- Directed by: Claude de Givray François Truffaut
- Written by: André Mouëzy-Éon André Sylvane François Truffaut Claude de Givray
- Produced by: François Truffaut Ignace Morgenstern Marcel Berbert
- Starring: Christian de Tillière Ricet Barrier
- Cinematography: Raoul Coutard
- Edited by: Claudine Bouché
- Music by: Ricet Barrier Jean-Michel Defaye
- Distributed by: Rank
- Release date: 1961;
- Running time: 87 minutes
- Country: France
- Language: French

= The Army Game (film) =

1961 film

The Army Game (Tire-au-flanc 62) is a 1961 French black-and-white comedy about induction and basic training of army conscripts, co-directed by François Truffaut and Claude de Givray.

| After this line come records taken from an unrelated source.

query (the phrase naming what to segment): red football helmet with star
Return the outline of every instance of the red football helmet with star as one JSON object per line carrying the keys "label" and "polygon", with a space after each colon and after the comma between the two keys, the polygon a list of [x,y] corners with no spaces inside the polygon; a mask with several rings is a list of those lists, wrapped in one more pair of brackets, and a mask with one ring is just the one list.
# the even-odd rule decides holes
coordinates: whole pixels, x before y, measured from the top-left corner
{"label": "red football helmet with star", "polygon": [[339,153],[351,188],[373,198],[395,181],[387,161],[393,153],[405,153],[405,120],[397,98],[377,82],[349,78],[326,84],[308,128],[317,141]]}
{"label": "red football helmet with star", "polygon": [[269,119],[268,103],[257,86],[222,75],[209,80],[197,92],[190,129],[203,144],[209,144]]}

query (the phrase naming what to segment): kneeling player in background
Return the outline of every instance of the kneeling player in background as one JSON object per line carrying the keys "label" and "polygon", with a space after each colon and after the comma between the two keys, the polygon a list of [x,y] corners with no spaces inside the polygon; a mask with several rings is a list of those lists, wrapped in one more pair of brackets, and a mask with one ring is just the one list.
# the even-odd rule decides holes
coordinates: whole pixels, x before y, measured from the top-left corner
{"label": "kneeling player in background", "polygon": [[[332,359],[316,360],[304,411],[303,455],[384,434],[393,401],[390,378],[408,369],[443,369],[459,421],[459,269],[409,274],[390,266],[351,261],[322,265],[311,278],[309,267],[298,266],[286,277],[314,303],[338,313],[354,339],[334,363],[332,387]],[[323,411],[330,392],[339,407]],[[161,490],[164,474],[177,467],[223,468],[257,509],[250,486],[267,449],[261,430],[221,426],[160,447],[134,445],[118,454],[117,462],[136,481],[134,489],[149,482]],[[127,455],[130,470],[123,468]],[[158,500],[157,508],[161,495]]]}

It recorded admissions of 1,290,967 in France.

==Plot==
The upper-class Jean, amiable but not very bright, is called up to do his military service. Adrift in this strange world, he finds a helpful fellow-recruit in his family's worldly-wise chauffeur Joseph. But nothing can save him from his mental and physical ineptitude, which infuriates his instructors, amuses his fellow-soldiers and humiliates him. The bright light in his existence is Catherine, the colonel's charming daughter, after whom he yearns. Things look up for him when the barracks puts on the play Tire-au-flanc, in which Joseph has the part of the incompetent young aristocrat, while Jean himself plays the wily servant. His success in the role impresses everybody, and Catherine is happy to go out with the new hero.

== Cast ==
- Christian de Tillière as Jean Lerat de la Grinotière
- Ricet Barrier as Joseph Vidauban
- Jacques Balutin as Corporal Bourrache
- Pierre Maguelon as Petit Bobo
- Serge Korber as Un troupier
- Pierre Fabre as Un troupier
- Jean-Marie Rivière as Un troupier
- Cabu as Un troupier
- Jean-François Adam as Un troupier
- Jean-Claude Brialy as Capitain
- Bernadette Lafont as herself
- Pierre Étaix

==Production==
Based on a stage play, the story had been filmed by Jean Renoir in 1928 and also by Fernand Rivers in 1950. For its third outing on celluloid, the makers adopted a knowingly light-hearted approach to the material, re-using old visual and verbal gags and inserting humorous homages to earlier works such as Vigo's À propos de Nice and Zinneman's Oklahoma!. There were also cameos for André Mouëzy-Éon, who wrote the original play, for François Truffaut, one of the two directors, and for two stars he used in his films, Bernadette Lafont and Jean-Claude Brialy.